L’inizio dell’anno scolastico in Lombardia è stato segnato da tre tentativi di suicidio in poche ore. Tre adolescenti, tra i 12 e i 15 anni. Episodi che avrebbero dovuto aprire un dibattito. Invece nulla. O quasi. Eppure quella dei suicidi è una pandemia: secondo l’Oms, nel mondo, tra i giovani dai 15 ai 29 anni è la quarta causa di morte. Perché tutto questo? Quello che è certo è che il fenomeno pare legato alla diffusione dei disturbi depressivi.
E perché siamo depressi? La risposta spetterebbe ai clinici, per cui è forse utile citare i francesi Miguel Benasayag e Gerard Schmit che, agli albori del nuovo millenio, evidenziavano il cambio di paradigma dal “futuro-promessa” delle generazioni precedenti al “futuro-minaccia” dei contemporanei.
Il futuro, ci sia consentito di aggiungere, di generazioni a cui era stato promesso un domani idilliaco-meccanico, in cui, morta ogni grande narrazione, la vita sarebbe stata un susseguirsi di tappe consequenziali: studiare, realizzarsi professionalmente e, infine, economicamente.
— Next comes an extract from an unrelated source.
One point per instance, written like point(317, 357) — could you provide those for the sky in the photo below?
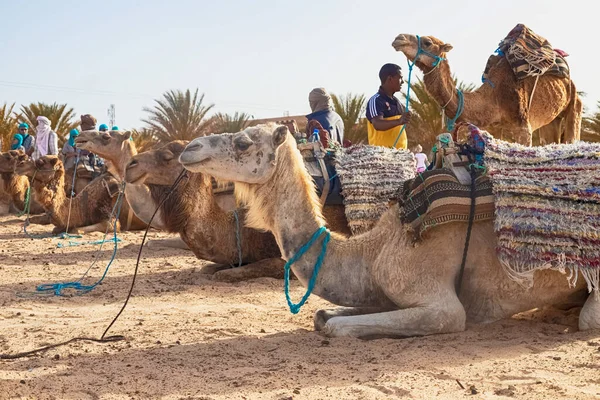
point(261, 57)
Purtroppo la realtà è stata del tutto diversa: squilibri crescenti, l’accento sempre più posto su una logica della competizione in ogni ambito dell’esistenza (figlia della ”religione” globale mercatista) e, infine, crisi e precarietà. Eppure continuiamo a raccontarci che il nostro sia il migliore dei mondi possibili. Ne siamo davvero sicuri?